About the nature of wrong and right
Inquire, if you are wishing to be wise,
Of your teachers— seekers like yourself—
And the students who doubt your replies.

*

The rich are far from common
And the brilliant likewise few
And the number you'll notice is further reduced
When they step side-by-side into view.

*

She said: "Just count your blessings God has got you
To the age of fifty in this world;" she doesn't know
There is no difference between pasts—
Between mine, let's say, and Noah's—
Of whose years I've heard. In this world all I have

Is the hour I'm in— which stands
For a moment, and then,
Like a cloud, moves on...

*

The many troubles of man— the slander
and pain— they amaze you, brother? Consider the heart
that holds them all, and keeps them strange,
and doesn't break.

*

How could you NOT love such a vizier, if you're going to love viziers? If you see Granada see it with friends or beloveds, people you can ooh and ahh and laugh with.
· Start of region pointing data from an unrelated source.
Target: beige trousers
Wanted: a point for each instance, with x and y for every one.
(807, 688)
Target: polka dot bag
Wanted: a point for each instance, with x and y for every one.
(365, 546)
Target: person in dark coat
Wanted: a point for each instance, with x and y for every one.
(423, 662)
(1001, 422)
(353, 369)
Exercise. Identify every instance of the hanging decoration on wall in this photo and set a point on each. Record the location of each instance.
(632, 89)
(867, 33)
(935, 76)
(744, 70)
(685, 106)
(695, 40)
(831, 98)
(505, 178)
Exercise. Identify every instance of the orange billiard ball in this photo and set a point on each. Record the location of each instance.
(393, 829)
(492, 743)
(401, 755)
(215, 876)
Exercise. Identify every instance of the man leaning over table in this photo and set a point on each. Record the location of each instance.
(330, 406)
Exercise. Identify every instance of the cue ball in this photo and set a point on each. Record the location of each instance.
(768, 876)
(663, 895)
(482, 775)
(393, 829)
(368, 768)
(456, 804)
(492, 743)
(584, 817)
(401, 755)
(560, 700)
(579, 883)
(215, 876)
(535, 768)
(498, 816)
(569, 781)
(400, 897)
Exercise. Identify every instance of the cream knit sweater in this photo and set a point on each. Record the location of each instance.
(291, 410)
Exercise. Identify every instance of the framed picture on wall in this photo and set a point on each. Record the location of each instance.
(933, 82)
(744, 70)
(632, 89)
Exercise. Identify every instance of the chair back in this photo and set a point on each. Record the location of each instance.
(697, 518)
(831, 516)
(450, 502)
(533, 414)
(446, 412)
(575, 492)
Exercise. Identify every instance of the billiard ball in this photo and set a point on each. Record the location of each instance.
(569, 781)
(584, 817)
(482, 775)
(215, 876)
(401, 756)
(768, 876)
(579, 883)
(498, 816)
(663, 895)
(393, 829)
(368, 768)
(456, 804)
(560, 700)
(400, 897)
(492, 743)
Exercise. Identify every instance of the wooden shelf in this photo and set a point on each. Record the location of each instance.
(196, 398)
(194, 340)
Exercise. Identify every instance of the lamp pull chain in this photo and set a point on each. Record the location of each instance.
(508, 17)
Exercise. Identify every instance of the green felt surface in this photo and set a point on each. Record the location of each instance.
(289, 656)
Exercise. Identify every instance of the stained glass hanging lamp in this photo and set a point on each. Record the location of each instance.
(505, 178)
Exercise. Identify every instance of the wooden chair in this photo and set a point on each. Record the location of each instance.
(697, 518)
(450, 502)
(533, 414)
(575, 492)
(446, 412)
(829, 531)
It's not a big city, it's sunny, it has hills and a very snowy Sierra Nevada over the squares springing with happy children and fountains and palm trees and orange- and lemon-laden courtyards... amazing restaurants with fountained interiors and hillside tapas tables with long views of indirectly-lit cathedrals and Alhambras; and everywhere a quirky art of LIFE I just can't stop saying I fell in love with.

Learn one sentence: LO SIENTO MUCHO — NO HABLO ESPANOL — and they kindly forgive you. (Americans think English is the world's only language though they don't speak it themselves yet—and in matter of fact should damned well be learning Chinese, and fast.) In the languorous meantime, with all its contradictions, its financial distress and its spiritual excess, its gravitas of love and its mortal comedies, its shady shops and its luminaria lanes, its ski-slopes and its orange-groves, its children thrilled by bubble-blowers in the monumented squares, and glowing crowds that come alive at midnight—in the meantime, all the time, in a pocket of timelessness there, named for the pomegranate, there's Granada.